N&P launches 3.99pc fixed-rate mortgage

Norwich & Peterborough Building Society (N&P) has launched a low rate, low fee mortgage to attract buyers who plan to stay in their property for a longer period of time.

The ten-year fixed rate mortgage offers an interest rate of just 3.99 per cent APR, making it one of the cheapest deals on the market.

It is available to borrowers with 75 per cent loan-to-value ratio and the fee is just £295.

Borrowers will receive a free valuation and either free legal fees for remortgages or £200 cashback.

N&P product manager, Richard Barker, said: “We know that this competitive rate will be welcome news for those who wish to fix for a longer period of time giving them the certainty of what their monthly payments will be for the duration of their loan”.
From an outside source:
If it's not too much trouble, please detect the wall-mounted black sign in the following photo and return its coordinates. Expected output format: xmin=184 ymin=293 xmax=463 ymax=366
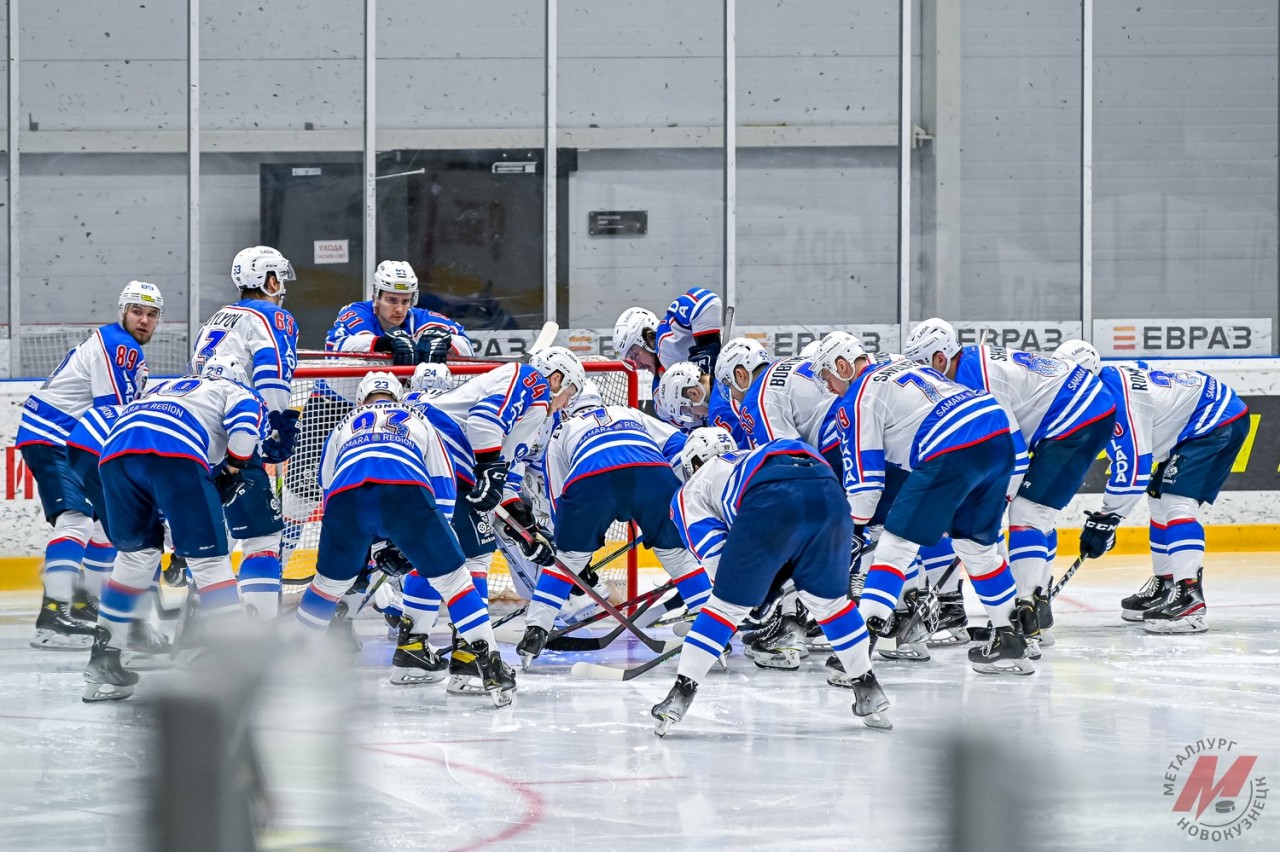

Earlier this month, Nationwide Building Society launched a two-year fixed-rate mortgage with a loan-to-value ratio of 90 per cent for low-deposit buyers.

Borrowers willing to pay a £900 fee will receive a rate of 5.29 per cent or the mortgage is available with no fee at a rate of 5.69 per cent.

For those with a bigger deposit, a rate of 2.99 per cent is available at 60 per cent LTV with a fee of £900.

Despite the flurry of new offers in the market place providing welcome competition, the Council of Mortgage Lenders (CML) warned that the uncertainty created by the ongoing eurozone crisis makes it difficult to predict how the mortgage market will develop in 2012.

In December 2011 gross mortgage lending totalled £11.7bn, 12 per cent higher than December 2010, but a 12 per cent decline compared with the previous month.

Some analysts are predicting that house prices could fall by up to 10 per cent in 2012.